Agent Interaction Protocol (AIP)
The orchestration model requires a communication substrate that remains correct under continuous DAG evolution, dynamic agent participation, and fine-grained event propagation. Legacy HTTP-based coordination approaches (e.g., A2A, ACP) assume short-lived, stateless interactions, incurring handshake overhead, stale capability views, and fragile recovery when partial failures occur mid-task.

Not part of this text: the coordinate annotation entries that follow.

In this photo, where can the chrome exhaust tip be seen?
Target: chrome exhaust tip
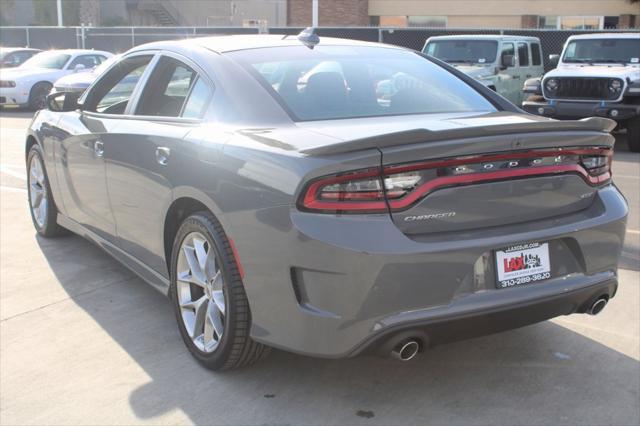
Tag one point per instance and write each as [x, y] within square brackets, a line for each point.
[406, 350]
[598, 305]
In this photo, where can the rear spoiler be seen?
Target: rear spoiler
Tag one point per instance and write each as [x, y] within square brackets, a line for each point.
[407, 137]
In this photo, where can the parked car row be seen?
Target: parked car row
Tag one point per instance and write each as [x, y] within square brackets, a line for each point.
[28, 84]
[596, 74]
[332, 197]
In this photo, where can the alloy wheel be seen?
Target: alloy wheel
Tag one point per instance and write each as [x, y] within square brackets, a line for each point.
[200, 292]
[38, 191]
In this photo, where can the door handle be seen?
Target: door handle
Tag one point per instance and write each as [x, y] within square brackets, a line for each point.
[162, 155]
[98, 149]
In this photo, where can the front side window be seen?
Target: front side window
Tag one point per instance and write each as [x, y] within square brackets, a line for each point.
[463, 51]
[427, 21]
[167, 89]
[50, 60]
[196, 104]
[335, 82]
[536, 57]
[548, 22]
[606, 50]
[523, 54]
[112, 93]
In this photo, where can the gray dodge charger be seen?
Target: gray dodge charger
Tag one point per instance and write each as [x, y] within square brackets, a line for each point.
[328, 197]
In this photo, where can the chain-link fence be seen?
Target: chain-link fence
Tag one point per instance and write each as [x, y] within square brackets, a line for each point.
[119, 39]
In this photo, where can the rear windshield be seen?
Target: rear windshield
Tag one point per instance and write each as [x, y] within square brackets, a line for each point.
[463, 51]
[333, 82]
[606, 50]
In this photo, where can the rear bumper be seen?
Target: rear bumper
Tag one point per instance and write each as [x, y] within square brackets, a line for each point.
[337, 286]
[468, 320]
[574, 110]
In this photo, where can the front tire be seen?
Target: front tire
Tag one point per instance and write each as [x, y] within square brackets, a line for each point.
[208, 296]
[633, 134]
[44, 212]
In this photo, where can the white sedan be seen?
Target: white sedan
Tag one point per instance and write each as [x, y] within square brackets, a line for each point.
[29, 84]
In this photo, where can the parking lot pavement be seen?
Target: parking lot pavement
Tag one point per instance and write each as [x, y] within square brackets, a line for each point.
[83, 341]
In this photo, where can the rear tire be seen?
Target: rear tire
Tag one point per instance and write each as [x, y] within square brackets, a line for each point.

These assumptions make them unsuitable for the continuously evolving workflows and long-running reasoning loops characteristic of UFO².
Design Overview
AIP serves as the nervous system of UFO², connecting the ConstellationClient, device agent services, and device clients under a unified, event-driven control plane. It is designed as a lightweight yet evolution-tolerant protocol to satisfy six goals:
Design Goals:
- (G1) Maintain persistent bidirectional sessions to eliminate per-request overhead
- (G2) Unify heterogeneous capability discovery via multi-source profiling
- (G3) Ensure fine-grained reliability through heartbeats and timeout managers for disconnection and failure detection
- (G4) Preserve deterministic command ordering within sessions
- (G5) Support composable extensibility for new message types and resilience strategies
- (G6) Provide transparent reconnection and task continuity under transient failures
| Legacy HTTP Coordination | AIP WebSocket-Based Design |
|---|---|
| ❌ Short-lived requests | ✅ Persistent sessions (G1) |
| ❌ Stateless interactions | ✅ Session-aware task management |
| ❌ High latency overhead | ✅ Low-latency event streaming |
| ❌ Poor reconnection support | ✅ Seamless recovery from disconnections (G6) |
| ❌ Manual state synchronization | ✅ Automatic DAG state propagation |
| ❌ Fragile partial failures | ✅ Fine-grained reliability (G3) |
Five-Layer Architecture
To meet these requirements, AIP adopts a persistent, bidirectional WebSocket transport and decomposes the orchestration substrate into five logical strata, each responsible for a distinct aspect of reliability and adaptability. The architecture establishes a complete substrate where L1 defines semantic contracts, L2 provides transport flexibility, L3 implements protocol logic, L4 ensures operational resilience, and L5 delivers deployment-ready orchestration primitives.
Architecture Diagram:
The following diagram illustrates the five-layer architecture and the roles of each component:

Layer 1: Message Schema Layer
Defines strongly-typed, Pydantic-validated contracts (ClientMessage, ServerMessage) for message direction, purpose, and task transitions. All messages are validated at schema level, preventing malformed messages from entering the protocol pipeline, enabling early error detection and simplifying debugging.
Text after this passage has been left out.